Evanston school board candidates were challenged at a forum Thursday night about policies that send kids with disruptive behavioral problems to out-of-town special education programs.
During her 5th Ward meeting at the Fleetwood-Jourdain Community Center, Alderman Delores Holmes said students bused out of the community feel disenfranchised, come back while it’s still early in the day and get into trouble.
She asked the candidates whether there’s been consideration of having an alternative school in Evanston, rather than sending them away.
And Judith Treadway, District 65’s parent liaison for students experiencing homelessness, said the districts are paying money to send kids to programs, such as the one at Joseph Academy in Des Plaines.

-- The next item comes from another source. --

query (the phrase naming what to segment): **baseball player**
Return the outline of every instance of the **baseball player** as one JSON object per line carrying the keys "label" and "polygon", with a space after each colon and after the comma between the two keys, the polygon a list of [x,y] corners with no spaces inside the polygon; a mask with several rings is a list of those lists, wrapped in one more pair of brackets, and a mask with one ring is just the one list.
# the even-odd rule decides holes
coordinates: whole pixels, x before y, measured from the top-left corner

She said those funds might be better spent to set up a program here.
Evanston Township High School board member Jonathan Baum said ETHS “goes to the greatest possible lengths to avoid removing a child from our school for disciplinary reasons.”
When it is done, Baum said, it’s to protect the student who’s being removed and other students in the building.
Mark Metz.
ETHS board member Mark Metz said bringing such programs into the community would have some advantages, but there would also be challenges to having the student “remain on the property in the environment where the trouble started.”
“We’d have to create some separate space,” Metz said, “because part of the idea is to get them out of the environment that was leading them down the wrong path.”
Two candiates seeking their first term on the ETHS board, Monique Parsons and Anne Sills, said they were not familiar with the issue and challenger Adrian Dortch suggested that having a school in each ward would address it.